Image from World Council of Churches, photo by Paul Jeffrey/Life on Earth.

Eight days are set aside for the Week of Prayer for Christian Unity (January 18-25), but there are great reasons to reflect on the observance’s call of togetherness throughout the year.

That’s the message from Dr. Dianna Wright, Director of Ecumenical and Interreligious Relations in the Office of the General Assembly. 

“It’s strategic that the week is in January, the start of each year,” Wright said. “The resources created for the week, including daily scripture recommendations, can be used at any time.”

Similarly, the observance transcends Presbyterian and Reformed communities. “We’re not in this work alone, but in it with our other religious siblings as well.
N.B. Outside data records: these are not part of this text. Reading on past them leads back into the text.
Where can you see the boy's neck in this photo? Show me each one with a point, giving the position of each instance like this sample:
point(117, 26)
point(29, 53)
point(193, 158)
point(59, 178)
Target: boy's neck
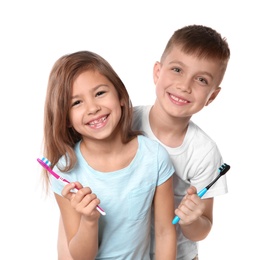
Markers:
point(169, 130)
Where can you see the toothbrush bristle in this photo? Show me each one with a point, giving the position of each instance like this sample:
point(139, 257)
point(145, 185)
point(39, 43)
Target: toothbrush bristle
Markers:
point(224, 169)
point(46, 161)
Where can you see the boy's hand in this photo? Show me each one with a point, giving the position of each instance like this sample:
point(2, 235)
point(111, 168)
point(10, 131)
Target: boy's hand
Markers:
point(83, 200)
point(190, 208)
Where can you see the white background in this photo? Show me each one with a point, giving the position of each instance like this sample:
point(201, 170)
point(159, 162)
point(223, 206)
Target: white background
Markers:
point(131, 35)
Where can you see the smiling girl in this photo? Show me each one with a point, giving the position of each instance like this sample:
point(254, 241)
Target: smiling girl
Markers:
point(89, 140)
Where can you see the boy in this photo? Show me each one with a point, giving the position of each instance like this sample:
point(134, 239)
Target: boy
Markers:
point(187, 78)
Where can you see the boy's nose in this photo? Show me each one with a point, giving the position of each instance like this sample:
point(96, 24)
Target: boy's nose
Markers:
point(185, 85)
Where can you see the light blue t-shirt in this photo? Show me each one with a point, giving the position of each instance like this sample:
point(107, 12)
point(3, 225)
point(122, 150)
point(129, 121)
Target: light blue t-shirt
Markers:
point(126, 196)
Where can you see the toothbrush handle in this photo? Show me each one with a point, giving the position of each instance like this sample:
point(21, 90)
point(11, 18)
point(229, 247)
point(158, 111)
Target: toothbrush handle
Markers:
point(175, 220)
point(200, 194)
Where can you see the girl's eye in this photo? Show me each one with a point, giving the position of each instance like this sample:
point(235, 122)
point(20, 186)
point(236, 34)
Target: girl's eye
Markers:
point(76, 103)
point(100, 93)
point(202, 80)
point(176, 70)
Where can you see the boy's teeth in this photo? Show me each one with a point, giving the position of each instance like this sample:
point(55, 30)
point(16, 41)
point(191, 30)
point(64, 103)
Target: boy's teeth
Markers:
point(178, 99)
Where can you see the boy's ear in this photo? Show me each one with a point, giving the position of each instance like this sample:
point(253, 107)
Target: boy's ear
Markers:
point(156, 71)
point(213, 96)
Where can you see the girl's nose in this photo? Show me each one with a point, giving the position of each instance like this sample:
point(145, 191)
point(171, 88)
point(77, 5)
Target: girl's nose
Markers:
point(93, 109)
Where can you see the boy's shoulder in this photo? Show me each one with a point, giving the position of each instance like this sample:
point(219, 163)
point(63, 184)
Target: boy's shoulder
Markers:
point(198, 135)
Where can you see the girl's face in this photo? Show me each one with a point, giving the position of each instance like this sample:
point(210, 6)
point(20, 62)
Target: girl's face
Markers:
point(95, 106)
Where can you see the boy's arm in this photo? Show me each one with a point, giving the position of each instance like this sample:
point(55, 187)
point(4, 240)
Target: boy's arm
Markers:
point(196, 215)
point(165, 231)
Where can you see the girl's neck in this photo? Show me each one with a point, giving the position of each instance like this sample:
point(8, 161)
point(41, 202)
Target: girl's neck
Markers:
point(109, 156)
point(169, 130)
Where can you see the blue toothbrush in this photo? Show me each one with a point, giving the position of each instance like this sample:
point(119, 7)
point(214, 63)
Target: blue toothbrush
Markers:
point(223, 169)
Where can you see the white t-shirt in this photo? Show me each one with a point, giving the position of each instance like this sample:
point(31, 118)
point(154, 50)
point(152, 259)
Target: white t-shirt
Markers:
point(196, 162)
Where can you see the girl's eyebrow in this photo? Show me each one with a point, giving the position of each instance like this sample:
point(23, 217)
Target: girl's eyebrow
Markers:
point(93, 89)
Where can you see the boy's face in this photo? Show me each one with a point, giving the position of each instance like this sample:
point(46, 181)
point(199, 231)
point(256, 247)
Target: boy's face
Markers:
point(185, 84)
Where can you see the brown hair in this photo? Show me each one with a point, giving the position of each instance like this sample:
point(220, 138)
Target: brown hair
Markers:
point(201, 41)
point(59, 138)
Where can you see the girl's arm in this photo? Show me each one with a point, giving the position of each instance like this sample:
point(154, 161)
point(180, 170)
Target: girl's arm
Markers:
point(165, 231)
point(80, 219)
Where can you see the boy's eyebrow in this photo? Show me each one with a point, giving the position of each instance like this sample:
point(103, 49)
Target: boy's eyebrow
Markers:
point(183, 65)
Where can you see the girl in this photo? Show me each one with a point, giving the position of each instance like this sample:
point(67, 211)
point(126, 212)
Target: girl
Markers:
point(88, 137)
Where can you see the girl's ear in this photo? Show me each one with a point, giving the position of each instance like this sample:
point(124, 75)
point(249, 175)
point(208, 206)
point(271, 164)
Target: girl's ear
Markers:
point(156, 71)
point(213, 96)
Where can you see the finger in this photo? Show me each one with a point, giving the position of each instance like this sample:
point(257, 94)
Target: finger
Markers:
point(66, 192)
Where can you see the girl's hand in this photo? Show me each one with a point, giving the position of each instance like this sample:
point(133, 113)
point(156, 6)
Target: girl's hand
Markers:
point(83, 200)
point(190, 208)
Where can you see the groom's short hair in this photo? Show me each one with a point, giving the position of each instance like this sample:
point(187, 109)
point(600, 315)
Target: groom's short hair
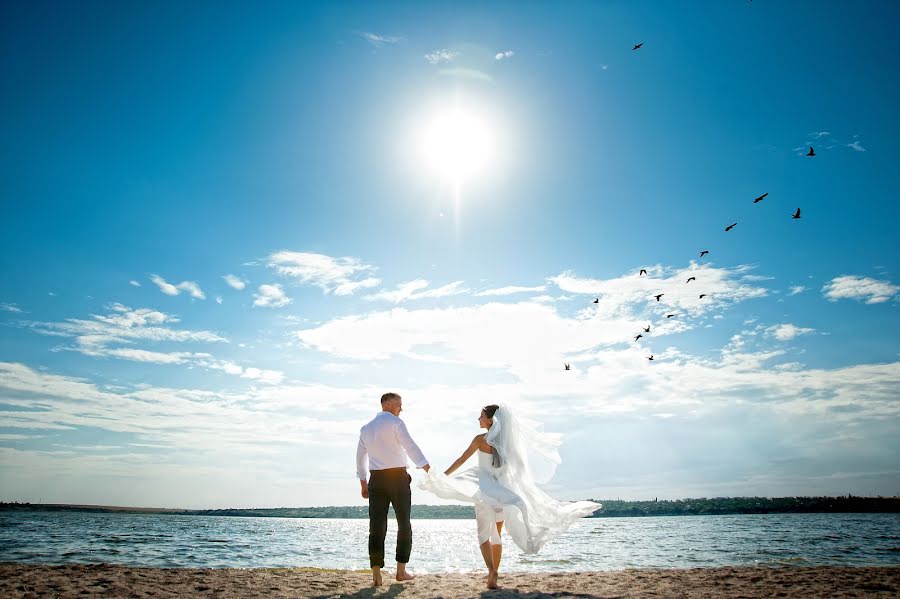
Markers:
point(389, 397)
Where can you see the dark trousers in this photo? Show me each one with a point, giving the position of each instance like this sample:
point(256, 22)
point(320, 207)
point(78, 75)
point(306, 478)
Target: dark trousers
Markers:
point(386, 488)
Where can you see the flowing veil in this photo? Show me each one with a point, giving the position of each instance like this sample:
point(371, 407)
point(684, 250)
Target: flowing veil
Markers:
point(523, 456)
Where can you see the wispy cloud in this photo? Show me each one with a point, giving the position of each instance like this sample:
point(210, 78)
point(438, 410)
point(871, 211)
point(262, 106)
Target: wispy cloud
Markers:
point(873, 291)
point(625, 294)
point(271, 296)
point(439, 56)
point(786, 332)
point(106, 334)
point(191, 287)
point(379, 40)
point(235, 282)
point(416, 290)
point(341, 276)
point(510, 290)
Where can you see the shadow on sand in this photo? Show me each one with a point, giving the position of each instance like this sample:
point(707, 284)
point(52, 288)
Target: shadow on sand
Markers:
point(516, 594)
point(370, 593)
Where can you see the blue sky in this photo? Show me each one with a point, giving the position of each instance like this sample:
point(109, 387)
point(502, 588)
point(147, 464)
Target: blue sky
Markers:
point(149, 151)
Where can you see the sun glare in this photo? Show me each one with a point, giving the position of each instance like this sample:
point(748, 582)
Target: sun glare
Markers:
point(458, 144)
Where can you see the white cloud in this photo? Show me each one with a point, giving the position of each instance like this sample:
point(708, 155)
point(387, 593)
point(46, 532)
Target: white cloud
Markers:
point(413, 290)
point(271, 296)
point(871, 290)
point(379, 40)
point(439, 56)
point(786, 332)
point(509, 290)
point(622, 295)
point(191, 287)
point(235, 282)
point(105, 336)
point(164, 286)
point(342, 276)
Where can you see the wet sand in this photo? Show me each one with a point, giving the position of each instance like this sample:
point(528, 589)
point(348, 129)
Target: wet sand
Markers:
point(19, 580)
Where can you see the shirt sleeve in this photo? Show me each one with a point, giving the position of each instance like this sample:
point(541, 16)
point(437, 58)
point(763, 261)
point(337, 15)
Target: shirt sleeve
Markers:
point(362, 470)
point(412, 450)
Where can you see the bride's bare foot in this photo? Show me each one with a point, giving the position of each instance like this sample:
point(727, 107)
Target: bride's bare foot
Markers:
point(492, 580)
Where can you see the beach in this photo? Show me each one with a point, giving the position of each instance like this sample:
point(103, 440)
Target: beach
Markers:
point(21, 580)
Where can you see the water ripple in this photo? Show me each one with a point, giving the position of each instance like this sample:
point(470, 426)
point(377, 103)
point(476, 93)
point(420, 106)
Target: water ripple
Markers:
point(449, 545)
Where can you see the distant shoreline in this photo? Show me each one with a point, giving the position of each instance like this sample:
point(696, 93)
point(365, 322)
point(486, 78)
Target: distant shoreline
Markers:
point(611, 508)
point(27, 580)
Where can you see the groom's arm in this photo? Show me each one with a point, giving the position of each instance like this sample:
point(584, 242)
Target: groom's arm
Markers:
point(412, 450)
point(362, 469)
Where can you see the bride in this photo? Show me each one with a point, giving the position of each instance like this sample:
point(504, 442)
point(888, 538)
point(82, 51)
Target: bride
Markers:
point(512, 457)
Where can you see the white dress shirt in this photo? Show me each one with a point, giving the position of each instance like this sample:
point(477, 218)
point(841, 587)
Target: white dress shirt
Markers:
point(388, 444)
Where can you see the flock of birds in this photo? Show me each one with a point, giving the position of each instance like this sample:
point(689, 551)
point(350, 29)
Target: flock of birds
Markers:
point(643, 271)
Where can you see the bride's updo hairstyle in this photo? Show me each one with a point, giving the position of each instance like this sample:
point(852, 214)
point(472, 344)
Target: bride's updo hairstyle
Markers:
point(490, 410)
The Week of Prayer for Christian Unity brings all Christian communities together in being one in Christ,” Wright said.

You can access each scripture recommendation from the website of the World Council of Churches, which has included the Presbyterian Church (U.S.A.) as a member since 1948. Other resources include an ecumenical opening prayer service, biblical reflections and other worship elements.
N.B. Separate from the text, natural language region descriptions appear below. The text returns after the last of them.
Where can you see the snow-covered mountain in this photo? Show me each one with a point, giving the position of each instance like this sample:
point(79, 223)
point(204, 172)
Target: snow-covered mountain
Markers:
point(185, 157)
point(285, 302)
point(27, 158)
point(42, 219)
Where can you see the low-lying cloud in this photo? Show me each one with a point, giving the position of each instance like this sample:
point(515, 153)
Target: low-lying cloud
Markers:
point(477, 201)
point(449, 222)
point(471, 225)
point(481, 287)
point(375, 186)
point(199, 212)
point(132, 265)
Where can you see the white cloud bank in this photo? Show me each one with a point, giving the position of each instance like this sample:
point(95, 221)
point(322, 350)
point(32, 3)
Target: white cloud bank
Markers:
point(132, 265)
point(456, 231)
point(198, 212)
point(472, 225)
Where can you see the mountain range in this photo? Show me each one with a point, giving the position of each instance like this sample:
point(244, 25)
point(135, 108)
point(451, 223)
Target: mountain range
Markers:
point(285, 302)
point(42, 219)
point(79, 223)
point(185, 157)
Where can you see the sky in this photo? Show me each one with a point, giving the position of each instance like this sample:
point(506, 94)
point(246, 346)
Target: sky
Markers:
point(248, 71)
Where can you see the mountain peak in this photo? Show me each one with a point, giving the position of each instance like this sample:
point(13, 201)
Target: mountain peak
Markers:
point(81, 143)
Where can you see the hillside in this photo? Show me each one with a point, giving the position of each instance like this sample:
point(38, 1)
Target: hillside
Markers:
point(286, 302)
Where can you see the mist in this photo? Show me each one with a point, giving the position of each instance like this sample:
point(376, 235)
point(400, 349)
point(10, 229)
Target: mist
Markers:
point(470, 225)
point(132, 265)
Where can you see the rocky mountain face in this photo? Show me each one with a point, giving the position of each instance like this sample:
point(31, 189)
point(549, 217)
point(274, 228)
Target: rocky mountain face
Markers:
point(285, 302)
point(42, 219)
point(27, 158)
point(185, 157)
This year’s theme is “Do good, seek justice” from Isaiah 1:17. According to the United States Conference of Catholic Bishops, the theme was selected by the Minnesota Council of Churches, USA “in the aftermath of the extrajudicial killing of George Floyd and the trial of the police officer responsible for his death.

“These events brought anguish, but also time for the Christian communities to contemplate ways in which they may be complicit in racial injustice. Christian unity is needed as a source of reconciliation and unity.”
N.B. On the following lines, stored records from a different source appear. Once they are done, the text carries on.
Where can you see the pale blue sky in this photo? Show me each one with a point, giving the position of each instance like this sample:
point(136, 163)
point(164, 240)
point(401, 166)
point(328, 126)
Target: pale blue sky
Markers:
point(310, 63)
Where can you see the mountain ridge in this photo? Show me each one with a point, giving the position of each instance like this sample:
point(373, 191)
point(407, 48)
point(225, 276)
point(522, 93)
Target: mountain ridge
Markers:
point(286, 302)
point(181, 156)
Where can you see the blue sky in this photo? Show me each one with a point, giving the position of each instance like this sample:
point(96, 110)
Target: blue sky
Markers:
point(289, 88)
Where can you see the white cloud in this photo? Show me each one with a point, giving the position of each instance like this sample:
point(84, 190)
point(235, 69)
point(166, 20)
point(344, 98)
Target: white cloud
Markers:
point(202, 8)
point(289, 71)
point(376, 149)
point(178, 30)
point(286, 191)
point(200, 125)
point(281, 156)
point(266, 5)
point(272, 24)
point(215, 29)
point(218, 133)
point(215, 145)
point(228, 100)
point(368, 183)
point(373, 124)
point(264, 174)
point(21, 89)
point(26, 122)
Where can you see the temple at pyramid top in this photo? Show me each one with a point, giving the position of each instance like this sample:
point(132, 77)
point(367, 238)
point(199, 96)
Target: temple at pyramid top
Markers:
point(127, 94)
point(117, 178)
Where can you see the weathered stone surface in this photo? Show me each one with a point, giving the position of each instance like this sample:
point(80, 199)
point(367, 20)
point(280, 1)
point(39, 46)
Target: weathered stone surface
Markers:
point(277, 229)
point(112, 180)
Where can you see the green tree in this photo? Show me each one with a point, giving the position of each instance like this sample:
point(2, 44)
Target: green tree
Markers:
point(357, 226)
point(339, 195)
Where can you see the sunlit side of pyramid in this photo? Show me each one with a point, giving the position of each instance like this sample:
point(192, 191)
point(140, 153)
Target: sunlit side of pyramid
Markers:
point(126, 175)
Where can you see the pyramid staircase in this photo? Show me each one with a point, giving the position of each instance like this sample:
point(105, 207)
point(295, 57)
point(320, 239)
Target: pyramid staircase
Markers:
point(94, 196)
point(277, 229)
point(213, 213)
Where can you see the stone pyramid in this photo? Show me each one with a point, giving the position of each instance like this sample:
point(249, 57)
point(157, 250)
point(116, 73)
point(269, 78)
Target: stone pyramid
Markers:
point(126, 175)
Wright noted that justice is something all Abrahamic faiths are called to work on. “If we’re working on it only as Christians there is a gap between faiths and traditions.”

Although the call to justice is shared, different denominations and religions interpret it differently. Unity comes from accepting differences as well as commonalities.

Wright’s own practice is to reflect on scripture selected for the Prayer for Week of Christian Unity until Lent. She noted that the scripture recommendations could be used for Bible studies or to begin eight weeks of session meetings, for example.

Ecumenical and interreligious collaboration around the world is the work of Wright and the Presbyterian Church (U.S.A.) in every season. During last summer’s 225th General Assembly, a resolution denouncing antisemitism and Islamophobia was approved amid a rise in religious intolerance and violence. In February, Wright and Co-Moderator of the 225th General Assembly the Rev. Shavon Starling-Louis will represent the PC(USA) on an ecumenical peace journey to South Sudan.

Wright said that the Prayer for Christian Unity resources will provide a “good opportunity to reflect on values of loving your neighbor and being one in Christ” prior to the trip to South Sudan. Once there, she and Starling-Louis will join other Christian leaders including the Pope, the Archbishop of Canterbury, and the Moderator of the General Assembly of the Church of Scotland as well as representatives from the Evangelical Presbyterian Church of South Sudan, the Presbyterian Church of South Sudan and the Anglican Community of South Sudan.

Wright and Starling-Louis will also be joined by PC(USA) mission co-workers Jeff Boyd and Sharon Kandel.